NEOGENE MARINE MOLLUSKS IN BAJA CALIFORNIA AND THE ANCIENT GULF OF CALIFORNIA HAVE HOLOCENE AND FOSSIL RECORDS IN THE CARIBBEAN PROVINCE
Updated nomenclature for Pacific and Caribbean, Holocene and fossil index species and subspecies is critical because the same taxon may have multiple names for living and fossil specimens from different basins. Taxonomic splitting obscures conspecific and phylogenetic relationships that indicate distribution patterns in time and space, and that correlate sediments along the complex Pacific/North American Plate boundary. This area includes the southwestern Basin and Range Province, southern San Andreas Fault system, Gulf Extensional Province, the northern East Pacific Rise and the California Continental Borderland.

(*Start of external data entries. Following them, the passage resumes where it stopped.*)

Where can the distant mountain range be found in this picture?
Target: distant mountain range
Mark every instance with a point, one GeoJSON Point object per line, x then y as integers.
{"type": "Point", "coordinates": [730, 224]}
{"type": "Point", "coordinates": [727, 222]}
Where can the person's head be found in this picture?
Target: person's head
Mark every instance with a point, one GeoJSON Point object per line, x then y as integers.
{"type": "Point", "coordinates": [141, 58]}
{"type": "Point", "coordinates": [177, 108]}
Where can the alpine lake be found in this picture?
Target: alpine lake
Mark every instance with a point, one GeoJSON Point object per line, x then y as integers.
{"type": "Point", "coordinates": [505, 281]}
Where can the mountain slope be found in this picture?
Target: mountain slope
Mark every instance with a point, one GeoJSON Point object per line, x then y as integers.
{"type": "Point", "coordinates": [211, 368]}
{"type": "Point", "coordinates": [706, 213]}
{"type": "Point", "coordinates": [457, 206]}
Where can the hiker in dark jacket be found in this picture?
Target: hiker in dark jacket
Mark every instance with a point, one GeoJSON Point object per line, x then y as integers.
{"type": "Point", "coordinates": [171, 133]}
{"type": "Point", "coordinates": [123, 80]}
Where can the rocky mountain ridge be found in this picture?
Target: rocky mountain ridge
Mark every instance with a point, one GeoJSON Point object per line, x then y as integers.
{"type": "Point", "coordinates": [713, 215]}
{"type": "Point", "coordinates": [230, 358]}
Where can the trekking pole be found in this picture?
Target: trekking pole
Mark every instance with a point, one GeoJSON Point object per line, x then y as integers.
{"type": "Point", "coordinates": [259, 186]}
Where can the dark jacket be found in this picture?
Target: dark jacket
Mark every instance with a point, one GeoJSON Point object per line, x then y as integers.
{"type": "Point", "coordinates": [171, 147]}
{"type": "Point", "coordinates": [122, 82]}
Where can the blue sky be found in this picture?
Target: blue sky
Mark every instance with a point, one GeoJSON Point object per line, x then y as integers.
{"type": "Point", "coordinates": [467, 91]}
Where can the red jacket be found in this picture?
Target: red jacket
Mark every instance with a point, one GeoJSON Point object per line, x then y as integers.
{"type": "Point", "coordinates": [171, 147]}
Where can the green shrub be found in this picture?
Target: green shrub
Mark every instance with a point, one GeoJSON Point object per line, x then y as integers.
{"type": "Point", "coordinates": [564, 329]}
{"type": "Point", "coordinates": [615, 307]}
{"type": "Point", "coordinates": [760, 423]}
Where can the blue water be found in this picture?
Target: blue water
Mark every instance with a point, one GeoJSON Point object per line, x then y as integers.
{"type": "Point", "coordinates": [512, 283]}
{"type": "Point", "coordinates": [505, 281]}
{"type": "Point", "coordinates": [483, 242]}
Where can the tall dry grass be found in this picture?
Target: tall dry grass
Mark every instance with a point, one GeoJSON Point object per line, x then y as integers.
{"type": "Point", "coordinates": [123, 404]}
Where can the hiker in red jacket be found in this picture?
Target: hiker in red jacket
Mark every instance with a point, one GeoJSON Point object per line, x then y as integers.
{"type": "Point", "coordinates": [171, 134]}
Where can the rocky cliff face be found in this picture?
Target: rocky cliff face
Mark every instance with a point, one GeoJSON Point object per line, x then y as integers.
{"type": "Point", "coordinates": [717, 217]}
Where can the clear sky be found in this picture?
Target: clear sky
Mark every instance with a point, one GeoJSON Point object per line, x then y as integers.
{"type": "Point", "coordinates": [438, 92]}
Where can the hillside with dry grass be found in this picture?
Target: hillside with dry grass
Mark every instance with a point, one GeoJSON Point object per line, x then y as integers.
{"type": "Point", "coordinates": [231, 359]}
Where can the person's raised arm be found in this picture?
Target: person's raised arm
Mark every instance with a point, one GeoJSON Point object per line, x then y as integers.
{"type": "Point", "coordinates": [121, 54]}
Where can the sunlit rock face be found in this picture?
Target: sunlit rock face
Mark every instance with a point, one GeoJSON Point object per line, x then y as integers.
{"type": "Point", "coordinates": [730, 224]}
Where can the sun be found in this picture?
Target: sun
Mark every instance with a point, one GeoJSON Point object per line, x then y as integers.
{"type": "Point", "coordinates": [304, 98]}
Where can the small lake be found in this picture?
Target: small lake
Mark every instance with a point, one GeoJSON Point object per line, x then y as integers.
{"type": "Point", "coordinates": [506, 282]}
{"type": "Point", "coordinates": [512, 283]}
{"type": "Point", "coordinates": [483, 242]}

Tertiary marine fossils from Baja California and the Salton Trough of California have newly refined ages based on associated radiometrically-dated volcanic rocks. They correlate particular embayments in west Mexico and southern California with classic sections in Panama, Costa Rica, Dominican Republic, Trinidad, Venezuela, Colombia and Ecuador. They also relate western Baja California to slivers of tectonic terranes in southern California. Field work and the extensive Paleobiology and Systematic Biology collections in the Smithsonian Institutions National Museum of Natural History provide comparative data on molluscan biodiversity, morphologic variability, geographic distributions and ecology.
Work in progress suggests that some taxa are time-transgressive: early Middle to Late Miocene age in west Mexico and the ancient Gulf of California, Miocene, undifferentiated in Panama, Colombia, Venezuela, and Trinidad, and living in the eastern Caribbean. Attention to specific and subspecific nomenclature will greatly improve Bioinformatics databases that aim to include all organisms, living and fossil, world-wide.